Когда мы выходили через железный порог, а оранжерея, вернувшаяся к своей обычной дремоте, провожала нас смутным лепетом листвы и духом несчетных цветов, Филипп вдруг спросил: А что, если барон на самом деле жив?
Ну да, сказал я, просто он при гостях позволяет себе расслабиться и быть прозрачным. Такое сплошь да рядом бывает. — Да нет, погоди, нетерпеливо сказал Филипп, — положим, мы видели его душу («Положим — это сильное слово», пробормотал я), но мы же не видели его мертвого тела, а?.. Разве смерть — единственная причина, заставляющая душу расстаться с телом («Почему, есть еще масса вещей», пробормотал я), и разве она обязательно расстается с телом навсегда? Есть же состояния, которые мы объединяем общим именем
Я сказал, что в этих случаях хорошо, если имеешь дело с человеком порядочным, который не станет отступаться от своих проделок, заявляя, что это все не он, а его душа. Так, один мой хороший знакомый сделал своей будущей жене официальное предложение, которое потом пытался дезавуировать как совершенное в приступе лунатизма, хоть это и было в половине двенадцатого утра и он после этого еще немного поговорил с ее отцом о турецкой политике и видах на урожай вики; так что здесь, как и везде, честность и твердое намерение выполнять принятые обязательства…

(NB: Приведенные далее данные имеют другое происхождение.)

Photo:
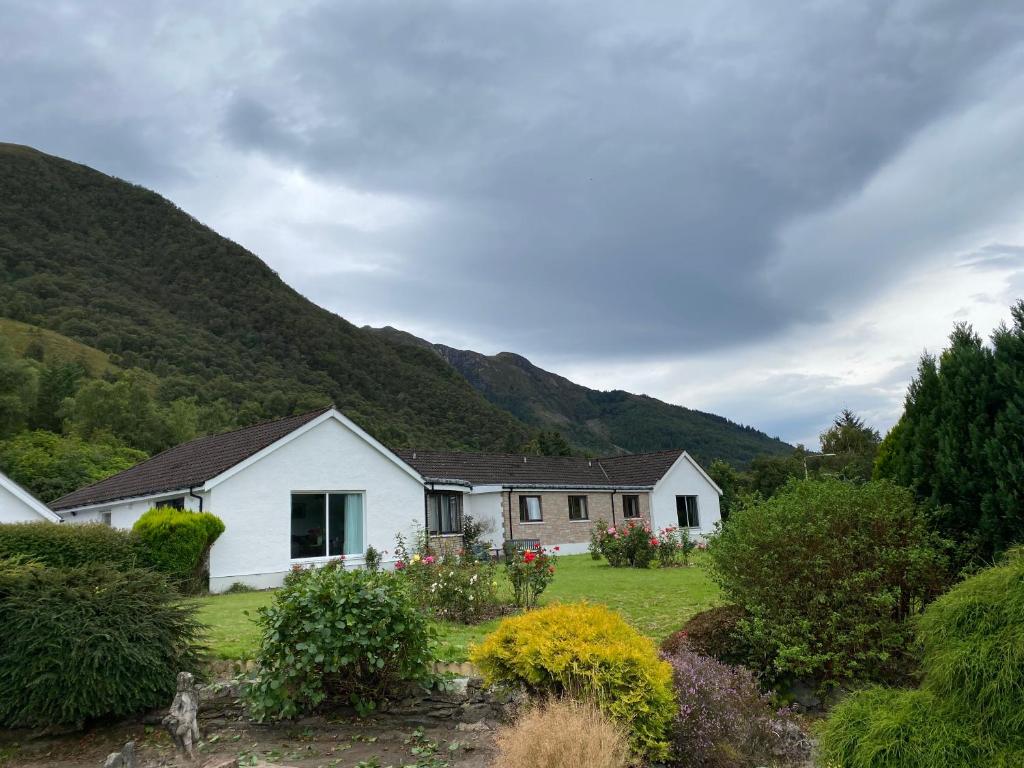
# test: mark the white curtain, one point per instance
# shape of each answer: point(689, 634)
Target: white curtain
point(353, 524)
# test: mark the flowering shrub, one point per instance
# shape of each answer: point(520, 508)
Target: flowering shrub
point(592, 653)
point(632, 544)
point(529, 571)
point(452, 588)
point(725, 720)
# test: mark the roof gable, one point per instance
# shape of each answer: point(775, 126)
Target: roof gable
point(29, 500)
point(187, 465)
point(635, 470)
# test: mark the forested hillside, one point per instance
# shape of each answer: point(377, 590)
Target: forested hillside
point(596, 421)
point(126, 327)
point(122, 269)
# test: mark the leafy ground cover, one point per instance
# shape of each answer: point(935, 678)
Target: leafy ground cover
point(655, 601)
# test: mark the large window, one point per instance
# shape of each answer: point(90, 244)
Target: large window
point(686, 512)
point(529, 509)
point(444, 512)
point(631, 506)
point(327, 524)
point(578, 508)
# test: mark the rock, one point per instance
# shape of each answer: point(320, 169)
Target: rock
point(123, 759)
point(180, 721)
point(477, 726)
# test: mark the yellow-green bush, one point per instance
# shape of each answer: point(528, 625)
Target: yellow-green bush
point(970, 709)
point(589, 652)
point(175, 542)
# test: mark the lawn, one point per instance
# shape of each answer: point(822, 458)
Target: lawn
point(655, 601)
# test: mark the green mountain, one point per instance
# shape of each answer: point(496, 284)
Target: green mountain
point(596, 421)
point(89, 262)
point(120, 268)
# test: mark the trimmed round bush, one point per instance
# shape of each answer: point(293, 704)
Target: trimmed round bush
point(337, 637)
point(68, 545)
point(589, 652)
point(970, 709)
point(89, 642)
point(177, 542)
point(830, 572)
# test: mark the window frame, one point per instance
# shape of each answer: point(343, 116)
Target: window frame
point(459, 512)
point(327, 525)
point(523, 509)
point(636, 499)
point(581, 498)
point(686, 506)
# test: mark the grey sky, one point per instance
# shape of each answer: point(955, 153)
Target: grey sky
point(761, 209)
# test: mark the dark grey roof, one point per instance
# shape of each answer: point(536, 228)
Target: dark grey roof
point(515, 469)
point(187, 465)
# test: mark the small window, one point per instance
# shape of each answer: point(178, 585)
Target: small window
point(631, 506)
point(444, 512)
point(686, 512)
point(529, 509)
point(578, 508)
point(327, 524)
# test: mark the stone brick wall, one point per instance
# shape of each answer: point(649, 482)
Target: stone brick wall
point(556, 526)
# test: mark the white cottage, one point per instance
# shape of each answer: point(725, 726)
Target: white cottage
point(311, 487)
point(17, 505)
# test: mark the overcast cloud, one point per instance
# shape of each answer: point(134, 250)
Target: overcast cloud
point(765, 210)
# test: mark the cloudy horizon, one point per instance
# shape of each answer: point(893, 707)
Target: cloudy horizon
point(766, 215)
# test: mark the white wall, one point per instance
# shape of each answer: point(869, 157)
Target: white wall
point(255, 503)
point(486, 507)
point(13, 509)
point(684, 479)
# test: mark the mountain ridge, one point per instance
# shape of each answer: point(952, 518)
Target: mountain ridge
point(120, 268)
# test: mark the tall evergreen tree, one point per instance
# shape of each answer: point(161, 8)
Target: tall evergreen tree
point(1003, 507)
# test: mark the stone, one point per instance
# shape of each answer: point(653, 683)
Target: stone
point(477, 726)
point(123, 759)
point(180, 721)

Да замолчи ты, ради всего святого! возопил Филипп; оставь на минуту свои бредни и послушай, что я говорю. Вспомни о том, что бывает с людьми во сне, столь похожем на смерть; вспомни, что рассказывают о знаменитом Гермотиме из Клазомен! Этот прорицатель и философ, учивший, что все в мире сотворено и упорядочено умом, имел душу, которая много раз «уходила из дому», как говорит Лукиан, и странствовала на большие расстояния, узнавая многое, что говорилось и делалось вдали, а затем, насыщенная знанием, возвращалась, чтобы наполнить и пробудить бездыханное тело Гермотима. Так продолжалось это, покамест жена не выдала его врагам, которые, придя, сожгли его тело, как делают с умершим, так что душе некуда было вернуться. Жители родного города возвели Гермотиму храм — взамен того сожженного дома, коего он лишился, — и постановили не пускать туда женщин в память о преступлении одной из них. Вот о таких вещах я говорю тебе, Квинт.
Я отвечал, что, возможно, с кем-нибудь и происходили такие вещи, чтобы ими можно было справедливо похвастаться; я же со своей стороны могу отозваться лишь словами Тертуллиана: «Сам я никогда не спал так, чтобы признать что-то подобное».

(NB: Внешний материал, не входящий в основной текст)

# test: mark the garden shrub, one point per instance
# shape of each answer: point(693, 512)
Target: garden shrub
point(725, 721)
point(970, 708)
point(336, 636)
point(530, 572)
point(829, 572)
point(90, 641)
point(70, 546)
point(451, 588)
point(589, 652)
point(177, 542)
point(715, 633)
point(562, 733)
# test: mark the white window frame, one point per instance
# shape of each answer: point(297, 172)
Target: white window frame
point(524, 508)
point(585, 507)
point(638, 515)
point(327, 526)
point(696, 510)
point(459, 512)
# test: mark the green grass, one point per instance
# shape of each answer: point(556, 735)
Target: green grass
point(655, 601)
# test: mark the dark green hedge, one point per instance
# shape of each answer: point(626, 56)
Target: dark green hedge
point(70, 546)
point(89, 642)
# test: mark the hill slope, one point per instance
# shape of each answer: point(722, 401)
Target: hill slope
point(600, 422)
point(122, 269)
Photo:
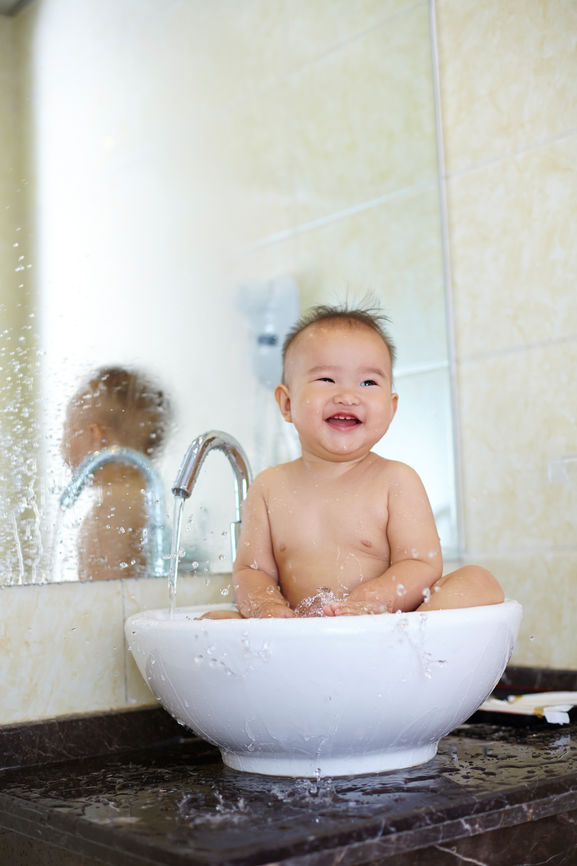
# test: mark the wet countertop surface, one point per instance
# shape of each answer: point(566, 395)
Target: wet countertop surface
point(493, 786)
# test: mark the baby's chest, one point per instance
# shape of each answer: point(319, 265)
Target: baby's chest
point(338, 522)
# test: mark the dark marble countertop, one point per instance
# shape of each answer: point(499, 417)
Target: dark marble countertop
point(496, 788)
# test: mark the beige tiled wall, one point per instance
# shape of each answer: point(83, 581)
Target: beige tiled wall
point(508, 76)
point(63, 649)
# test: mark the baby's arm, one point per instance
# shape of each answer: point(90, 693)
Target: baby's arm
point(255, 574)
point(415, 553)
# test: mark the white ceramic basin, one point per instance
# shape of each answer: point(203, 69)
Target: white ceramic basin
point(324, 696)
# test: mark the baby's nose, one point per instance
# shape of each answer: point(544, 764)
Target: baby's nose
point(347, 398)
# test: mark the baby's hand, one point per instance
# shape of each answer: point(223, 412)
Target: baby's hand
point(269, 609)
point(315, 605)
point(354, 608)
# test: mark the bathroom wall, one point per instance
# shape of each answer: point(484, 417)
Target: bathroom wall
point(509, 108)
point(509, 100)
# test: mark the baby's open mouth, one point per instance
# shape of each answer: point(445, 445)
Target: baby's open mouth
point(342, 421)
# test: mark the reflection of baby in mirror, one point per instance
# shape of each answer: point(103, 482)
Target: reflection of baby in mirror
point(114, 407)
point(342, 530)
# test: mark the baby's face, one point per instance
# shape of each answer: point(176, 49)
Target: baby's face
point(337, 391)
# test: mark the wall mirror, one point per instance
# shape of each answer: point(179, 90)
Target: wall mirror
point(174, 178)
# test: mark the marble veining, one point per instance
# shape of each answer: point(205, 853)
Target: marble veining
point(499, 786)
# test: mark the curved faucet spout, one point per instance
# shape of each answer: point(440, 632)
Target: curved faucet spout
point(215, 440)
point(156, 531)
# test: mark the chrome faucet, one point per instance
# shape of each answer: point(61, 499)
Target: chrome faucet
point(156, 530)
point(189, 470)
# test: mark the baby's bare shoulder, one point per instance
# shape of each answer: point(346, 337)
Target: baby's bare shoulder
point(394, 473)
point(274, 477)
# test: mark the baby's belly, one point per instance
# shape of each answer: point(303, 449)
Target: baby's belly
point(300, 580)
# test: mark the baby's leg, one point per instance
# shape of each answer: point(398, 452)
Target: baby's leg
point(469, 586)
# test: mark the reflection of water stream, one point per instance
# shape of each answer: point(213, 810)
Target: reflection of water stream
point(175, 552)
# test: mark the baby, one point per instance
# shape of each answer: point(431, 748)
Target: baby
point(342, 531)
point(119, 407)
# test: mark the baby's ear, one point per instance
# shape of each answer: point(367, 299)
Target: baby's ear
point(282, 397)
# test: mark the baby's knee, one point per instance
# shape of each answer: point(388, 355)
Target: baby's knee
point(483, 584)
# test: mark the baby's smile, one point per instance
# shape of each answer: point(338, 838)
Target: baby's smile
point(342, 421)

Предположи, сказал Филипп, что мир не исчерпывается твоим опытом; а теперь иди за мной дальше: вот, у сна есть, кроме смерти, еще одна сестра, называемая безумием («Хотел бы я видеть их общие фотографии, когда они собираются на семейные праздники», пробормотал я), а у нас есть право предположить, что их родство не ограничено очевидными вещами и что душа может выходить из безумного, как выходила из спящего.